For years, governments struggle when it comes to deciding what to do about alcohol. The liquid “party-in-a-bottle” can easily take a person from a good time to complete disaster. No matter how much people argue for more lenient laws surrounding alcohol consumption, there’s no doubt that the stuff is bad news. Banning alcohol altogether would just lead to it being sold illegally and made dangerously. That’s why countries allow alcohol but not without multiple restrictions. New Zealand is one of the countries that ban drinking in public places specifically on New Year’s Eve- but that didn’t stop this group of New Zealanders.
A group of New Zealanders decided that they won’t let the law determine how they’re going to party, especially not on New Year’s Eve. The group built a miniature island on the Taria estuary on the Coromandel Peninsula where the tide is low. They floated over some food, a picnic table, and booze. Their little Island is in the public eye, but it’s also in international waters. They claimed that restricting alcohol laws of New Zealand did not apply to them from where they were set up. That New Years they drank freely, watched fireworks, and partied on all night. The next morning their island was still intact.

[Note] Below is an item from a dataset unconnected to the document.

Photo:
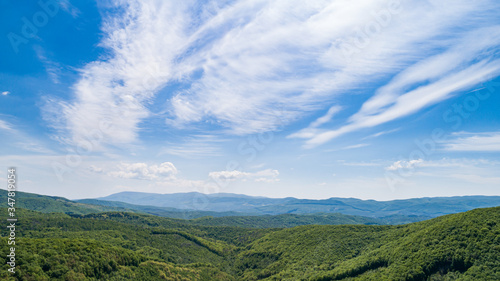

They avoided the expensive, $250 fine in New Zealand for drinking in public $250. Needless to say, their plan was a huge success. Police officials could have been angry about the whole rebellion, but they decided to take the situation lightly. One officer even admired the group’s unique plan to dodge the law. “That’s creative thinking – if I had known [about it] I probably would have joined them,” said local police commander Inspector John Kelly when spoke about the sand island.
This group of friends was creative in the way they avoided getting fined, but they weren’t the only ones trying to break the law. A lead community organizer on the island said that the ban was just not working. Loads of people got arrested for public drinking, including teenagers. He added that police should not be running after teens and that parents should be doing that.
Although the risks of alcohol out communities in danger, it’s hard to deny the brilliance of these New Years partyers.